Left, the perfect storm of handloads assembled from filthy brass fired from a suppressed AR and a lackluster attempt at cleaning by me. I am so ashamed… but not really. Nothing exceptional about the assemblies, powder was up to the base of the neck, but nothing what I would label compressed. Primers were small rifle magnum. I have processed the same loads with CCI small rifle bench rest primers with essentially the same result.

These are not heavy loads for for firearms marked or described chambered for the 5.56 NATO or 5.56 NATO and 223 Remington. They are heavy loads and over pressure spec for firearms chambered solely for the 223 Remington. If the velocity seems modest, keep in mind this rifle has a 16″ barrel.

The Ruger AR-556-MOE, especially with silencer mounted, a a pleasure to shoot; virtually no recoil and no ear smacking report. The stock combination is stable, a rail riser put the scope eyepiece in comfortable line of sight. Magazine swaps were positive, empties stacked up in the catch net and the rifle cycled without a hiccup and locked open on empty, regardless bullet weight.
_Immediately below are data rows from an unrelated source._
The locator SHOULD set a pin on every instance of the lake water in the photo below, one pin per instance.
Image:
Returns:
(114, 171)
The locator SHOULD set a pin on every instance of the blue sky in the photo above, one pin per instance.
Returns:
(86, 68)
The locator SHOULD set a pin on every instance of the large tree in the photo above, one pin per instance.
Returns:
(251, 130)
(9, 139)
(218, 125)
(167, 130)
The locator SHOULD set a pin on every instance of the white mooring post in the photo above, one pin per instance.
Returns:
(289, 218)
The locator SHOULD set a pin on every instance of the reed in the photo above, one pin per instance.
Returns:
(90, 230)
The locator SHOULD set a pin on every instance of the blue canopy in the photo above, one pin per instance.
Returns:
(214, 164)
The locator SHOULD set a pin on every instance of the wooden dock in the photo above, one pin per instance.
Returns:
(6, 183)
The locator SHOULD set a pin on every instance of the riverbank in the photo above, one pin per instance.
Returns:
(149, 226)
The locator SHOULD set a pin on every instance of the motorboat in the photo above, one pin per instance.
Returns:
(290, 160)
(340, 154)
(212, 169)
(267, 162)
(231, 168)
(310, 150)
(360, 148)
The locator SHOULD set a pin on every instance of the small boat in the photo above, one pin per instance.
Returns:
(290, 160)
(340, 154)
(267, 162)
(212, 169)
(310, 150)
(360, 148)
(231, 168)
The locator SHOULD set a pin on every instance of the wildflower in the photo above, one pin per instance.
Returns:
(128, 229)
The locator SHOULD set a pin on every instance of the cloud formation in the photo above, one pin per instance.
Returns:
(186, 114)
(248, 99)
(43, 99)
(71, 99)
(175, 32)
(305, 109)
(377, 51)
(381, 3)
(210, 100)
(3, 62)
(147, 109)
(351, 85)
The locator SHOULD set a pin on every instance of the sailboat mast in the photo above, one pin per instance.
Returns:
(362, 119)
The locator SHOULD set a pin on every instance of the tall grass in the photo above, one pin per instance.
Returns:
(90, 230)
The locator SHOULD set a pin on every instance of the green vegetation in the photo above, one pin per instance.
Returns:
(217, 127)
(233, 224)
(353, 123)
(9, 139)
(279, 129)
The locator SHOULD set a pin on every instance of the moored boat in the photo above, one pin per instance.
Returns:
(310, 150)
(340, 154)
Shooting with the mechanical sights was comfortable. I believe, if I were hunting in this area, I would leave the scope at home. The change from optical to mechanical tacked a half inch to three quarters inch to hundred yard group… the unaided eyesight penalty, but no big deal for deer size game.

The six position buttstock works for me. I do enjoy shooting from a kneeling and sitting position with the stock slightly collapsed, and without putting undue stress on my gut or rolling over after squeezing off a shot. Good times.

Out of time and out of gas… Me, not the Ruger

Going back to a comment I made earlier, or at least meant to, this is the best configuration I’ve encountered within the Ruger AR-556 line up; a stubby, lightweight woods rifle, with good handling characteristics and good ballistic performance. Setting aside the deer hunting aspect, the Ruger AR-556-MOE is certainly a good utility hunter for small and medium game and a competent handful as a defensive firearm. As for folks who like to overhaul their new ARs, the Ruger is a spec dimension rifle that will provide many opportunities for you to load it up with lots of superfluous modifications. Regardless the pod you live in, this is an excellent little rifle.